I've spent most of my life having opinions as, I assume, do most sentient human persons. There, I just did it again...and get the idea; I did it again!

I recently followed a string of facebook comments that debated questions of life and murder and personhood with interlocutors weighing in on all points of the continuum. Many of them were highly educated. To cut through the hubris, assumptions, any logical clarity or lack of would only be possible for an infinite being. I came away because I must. To read further leads to near-despair.

So what of all this opinion-sharing? What matters in the end? I have only one answer. I really do trust the first century man Jesus to be who he claimed to be. I am barely aware of the virtually infinite arguments on either side of that trust and that claim. But it seems the trust is as intensely personal as is possible and as such surpasses argument in some way, just as love does.

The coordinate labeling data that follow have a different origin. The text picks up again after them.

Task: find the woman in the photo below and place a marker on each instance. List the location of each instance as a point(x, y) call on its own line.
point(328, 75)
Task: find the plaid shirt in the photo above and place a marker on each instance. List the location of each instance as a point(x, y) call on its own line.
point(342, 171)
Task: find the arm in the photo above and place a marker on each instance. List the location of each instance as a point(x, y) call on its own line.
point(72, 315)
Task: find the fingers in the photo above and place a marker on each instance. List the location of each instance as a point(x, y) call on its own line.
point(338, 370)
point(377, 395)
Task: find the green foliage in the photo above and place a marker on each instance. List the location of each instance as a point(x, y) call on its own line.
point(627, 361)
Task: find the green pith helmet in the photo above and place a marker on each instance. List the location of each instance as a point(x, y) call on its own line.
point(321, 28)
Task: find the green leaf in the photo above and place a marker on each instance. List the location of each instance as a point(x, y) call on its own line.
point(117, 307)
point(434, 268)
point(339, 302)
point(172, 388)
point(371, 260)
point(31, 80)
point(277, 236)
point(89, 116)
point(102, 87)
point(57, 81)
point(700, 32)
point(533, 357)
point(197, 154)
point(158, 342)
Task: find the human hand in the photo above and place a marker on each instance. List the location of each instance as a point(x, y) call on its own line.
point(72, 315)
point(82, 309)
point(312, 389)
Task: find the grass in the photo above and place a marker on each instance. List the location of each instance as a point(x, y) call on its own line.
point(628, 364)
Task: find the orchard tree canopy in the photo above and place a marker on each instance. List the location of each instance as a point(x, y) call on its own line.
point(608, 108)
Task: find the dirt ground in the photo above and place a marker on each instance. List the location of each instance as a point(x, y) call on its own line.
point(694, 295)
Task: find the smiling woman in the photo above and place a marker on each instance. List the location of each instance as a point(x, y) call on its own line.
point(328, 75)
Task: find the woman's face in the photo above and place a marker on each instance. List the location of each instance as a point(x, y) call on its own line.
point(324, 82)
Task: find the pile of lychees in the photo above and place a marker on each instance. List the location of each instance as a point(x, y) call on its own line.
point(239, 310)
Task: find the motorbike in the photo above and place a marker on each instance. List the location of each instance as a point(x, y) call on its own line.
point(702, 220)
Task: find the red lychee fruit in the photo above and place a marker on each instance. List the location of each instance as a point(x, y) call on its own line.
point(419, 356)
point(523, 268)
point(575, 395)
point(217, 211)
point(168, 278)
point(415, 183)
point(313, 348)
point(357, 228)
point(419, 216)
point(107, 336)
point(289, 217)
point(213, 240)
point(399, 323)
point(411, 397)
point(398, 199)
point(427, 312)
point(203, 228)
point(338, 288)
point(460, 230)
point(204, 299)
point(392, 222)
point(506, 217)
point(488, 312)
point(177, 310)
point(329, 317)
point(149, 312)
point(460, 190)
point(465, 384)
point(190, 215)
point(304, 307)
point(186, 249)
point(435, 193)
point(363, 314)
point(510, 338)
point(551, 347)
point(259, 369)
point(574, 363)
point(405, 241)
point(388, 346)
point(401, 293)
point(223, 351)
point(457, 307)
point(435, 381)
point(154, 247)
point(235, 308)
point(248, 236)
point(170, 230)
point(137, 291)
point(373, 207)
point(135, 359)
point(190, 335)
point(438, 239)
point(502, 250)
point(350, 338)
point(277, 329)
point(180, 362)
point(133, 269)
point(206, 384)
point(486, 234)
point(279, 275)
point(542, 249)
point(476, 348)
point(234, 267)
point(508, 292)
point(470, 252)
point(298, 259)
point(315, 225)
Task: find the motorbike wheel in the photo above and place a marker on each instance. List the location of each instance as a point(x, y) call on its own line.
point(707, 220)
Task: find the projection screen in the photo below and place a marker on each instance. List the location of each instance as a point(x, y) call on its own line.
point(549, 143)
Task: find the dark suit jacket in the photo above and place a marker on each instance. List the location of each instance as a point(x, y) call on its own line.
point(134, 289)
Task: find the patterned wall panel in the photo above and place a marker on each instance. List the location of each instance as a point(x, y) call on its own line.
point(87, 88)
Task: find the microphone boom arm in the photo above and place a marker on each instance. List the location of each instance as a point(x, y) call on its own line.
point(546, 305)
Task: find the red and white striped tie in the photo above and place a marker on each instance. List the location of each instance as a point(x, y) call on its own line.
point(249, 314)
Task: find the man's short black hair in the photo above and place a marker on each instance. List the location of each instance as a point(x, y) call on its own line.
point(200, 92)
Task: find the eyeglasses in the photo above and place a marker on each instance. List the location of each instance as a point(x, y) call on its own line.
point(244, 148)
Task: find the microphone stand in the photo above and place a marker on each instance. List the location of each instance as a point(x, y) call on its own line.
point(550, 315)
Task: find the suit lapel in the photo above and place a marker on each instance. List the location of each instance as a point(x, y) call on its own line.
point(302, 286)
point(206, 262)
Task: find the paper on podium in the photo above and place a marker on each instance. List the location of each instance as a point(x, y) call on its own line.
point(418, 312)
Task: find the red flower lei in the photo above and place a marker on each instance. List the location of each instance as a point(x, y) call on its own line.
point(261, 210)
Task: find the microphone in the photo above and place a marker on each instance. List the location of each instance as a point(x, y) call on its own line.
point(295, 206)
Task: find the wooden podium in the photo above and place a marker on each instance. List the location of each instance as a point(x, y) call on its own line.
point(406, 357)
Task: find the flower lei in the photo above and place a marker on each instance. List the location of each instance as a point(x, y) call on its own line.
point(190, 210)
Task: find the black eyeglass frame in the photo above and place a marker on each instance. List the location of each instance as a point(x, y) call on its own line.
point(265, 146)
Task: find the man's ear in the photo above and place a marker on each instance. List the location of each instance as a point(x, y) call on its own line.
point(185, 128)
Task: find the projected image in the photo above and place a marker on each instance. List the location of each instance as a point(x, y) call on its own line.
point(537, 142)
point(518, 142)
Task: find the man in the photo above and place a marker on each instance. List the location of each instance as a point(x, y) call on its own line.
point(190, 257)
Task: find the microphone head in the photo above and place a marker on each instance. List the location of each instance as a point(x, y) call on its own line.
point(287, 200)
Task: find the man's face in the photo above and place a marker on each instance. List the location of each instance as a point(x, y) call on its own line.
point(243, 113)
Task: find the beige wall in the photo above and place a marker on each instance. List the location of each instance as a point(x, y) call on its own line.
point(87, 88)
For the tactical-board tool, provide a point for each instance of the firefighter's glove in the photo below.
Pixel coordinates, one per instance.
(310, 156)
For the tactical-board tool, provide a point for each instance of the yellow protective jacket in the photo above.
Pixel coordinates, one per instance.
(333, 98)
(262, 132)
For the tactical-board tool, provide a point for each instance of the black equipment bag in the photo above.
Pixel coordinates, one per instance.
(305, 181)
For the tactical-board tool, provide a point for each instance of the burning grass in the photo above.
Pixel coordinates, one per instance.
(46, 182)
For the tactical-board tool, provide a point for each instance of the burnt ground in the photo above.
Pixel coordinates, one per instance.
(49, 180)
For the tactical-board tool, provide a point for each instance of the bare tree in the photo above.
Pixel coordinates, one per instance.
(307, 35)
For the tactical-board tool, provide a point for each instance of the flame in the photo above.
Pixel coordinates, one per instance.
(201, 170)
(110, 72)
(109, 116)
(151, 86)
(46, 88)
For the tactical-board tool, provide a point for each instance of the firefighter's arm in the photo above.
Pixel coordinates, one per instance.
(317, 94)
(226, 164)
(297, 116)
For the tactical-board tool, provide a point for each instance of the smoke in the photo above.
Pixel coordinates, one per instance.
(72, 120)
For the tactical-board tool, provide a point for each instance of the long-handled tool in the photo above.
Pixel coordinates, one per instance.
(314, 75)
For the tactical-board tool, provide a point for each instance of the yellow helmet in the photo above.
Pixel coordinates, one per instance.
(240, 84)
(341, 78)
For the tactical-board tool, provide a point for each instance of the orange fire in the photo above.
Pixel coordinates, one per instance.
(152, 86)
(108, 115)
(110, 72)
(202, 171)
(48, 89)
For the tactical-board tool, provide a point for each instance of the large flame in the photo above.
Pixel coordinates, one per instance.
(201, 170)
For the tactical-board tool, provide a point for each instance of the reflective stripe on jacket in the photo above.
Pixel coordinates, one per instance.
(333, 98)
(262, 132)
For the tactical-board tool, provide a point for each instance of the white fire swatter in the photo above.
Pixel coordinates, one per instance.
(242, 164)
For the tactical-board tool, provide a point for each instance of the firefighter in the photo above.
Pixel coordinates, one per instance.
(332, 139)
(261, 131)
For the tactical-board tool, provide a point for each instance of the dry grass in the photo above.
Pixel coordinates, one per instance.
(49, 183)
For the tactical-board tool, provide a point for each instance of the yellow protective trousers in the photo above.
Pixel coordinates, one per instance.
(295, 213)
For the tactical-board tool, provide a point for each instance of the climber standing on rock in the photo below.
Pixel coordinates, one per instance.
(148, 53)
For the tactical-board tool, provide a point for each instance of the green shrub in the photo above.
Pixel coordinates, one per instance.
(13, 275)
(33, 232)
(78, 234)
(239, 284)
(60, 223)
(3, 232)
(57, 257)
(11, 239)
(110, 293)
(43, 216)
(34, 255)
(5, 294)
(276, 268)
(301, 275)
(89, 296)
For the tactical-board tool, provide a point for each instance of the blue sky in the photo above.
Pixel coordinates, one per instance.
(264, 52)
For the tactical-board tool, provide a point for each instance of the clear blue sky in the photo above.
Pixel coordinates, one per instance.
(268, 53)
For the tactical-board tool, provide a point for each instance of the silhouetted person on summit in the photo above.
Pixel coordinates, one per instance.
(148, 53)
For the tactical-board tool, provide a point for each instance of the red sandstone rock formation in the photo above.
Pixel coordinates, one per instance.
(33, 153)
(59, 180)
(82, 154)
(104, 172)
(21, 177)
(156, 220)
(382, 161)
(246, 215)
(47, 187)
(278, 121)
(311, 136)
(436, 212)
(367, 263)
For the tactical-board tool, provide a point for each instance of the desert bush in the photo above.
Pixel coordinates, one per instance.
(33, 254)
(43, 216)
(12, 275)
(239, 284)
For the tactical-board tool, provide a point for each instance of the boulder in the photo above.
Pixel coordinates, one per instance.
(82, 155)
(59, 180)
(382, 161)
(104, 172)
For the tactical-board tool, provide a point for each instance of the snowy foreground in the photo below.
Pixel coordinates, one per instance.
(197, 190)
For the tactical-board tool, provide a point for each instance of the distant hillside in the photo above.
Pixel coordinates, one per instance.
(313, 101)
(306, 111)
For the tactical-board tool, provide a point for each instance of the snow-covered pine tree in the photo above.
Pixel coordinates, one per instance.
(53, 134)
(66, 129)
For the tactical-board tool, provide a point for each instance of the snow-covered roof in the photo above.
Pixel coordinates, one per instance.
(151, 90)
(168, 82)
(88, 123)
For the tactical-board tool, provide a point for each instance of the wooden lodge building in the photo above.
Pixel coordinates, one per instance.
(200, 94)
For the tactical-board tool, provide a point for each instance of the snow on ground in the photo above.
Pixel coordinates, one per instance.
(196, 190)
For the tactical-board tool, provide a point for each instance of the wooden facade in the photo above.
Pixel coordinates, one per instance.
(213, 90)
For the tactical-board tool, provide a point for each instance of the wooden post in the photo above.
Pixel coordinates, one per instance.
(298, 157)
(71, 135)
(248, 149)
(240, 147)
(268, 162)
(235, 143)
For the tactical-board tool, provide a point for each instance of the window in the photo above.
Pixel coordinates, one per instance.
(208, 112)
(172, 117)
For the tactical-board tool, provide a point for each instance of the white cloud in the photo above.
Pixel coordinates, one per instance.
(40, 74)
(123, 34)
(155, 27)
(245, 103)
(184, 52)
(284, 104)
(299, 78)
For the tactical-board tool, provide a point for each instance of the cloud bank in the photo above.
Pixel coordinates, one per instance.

I am suggesting that if we place our ultimate hope in the rational processes of mankind our hope is weak indeed. If we place our hope in the integrity and righteousness of mankind we are running on broken feet. Am I better off to trust a man who made claims to be eternal, infinite, God? Yes, if I can find those claims defensible in some reasonable fashion, if the claim to actual resurrection carries (however shocking) plausible substantiation, and if I am willing to die for this belief.

The willingness to die has no intrinsic merit, I suppose. Rather, it says I have abandoned all hope in other means. It is in Jesus I have invested my everything. I will suffer for this, for it is a truth claim countless people mock and will be unable to avoid persecuting. Such is the way of this fallen world.

The arguments of man will not save me. Ethics, as much as they matter, will not save me. Only God can save me. To Him I look, on Him I depend.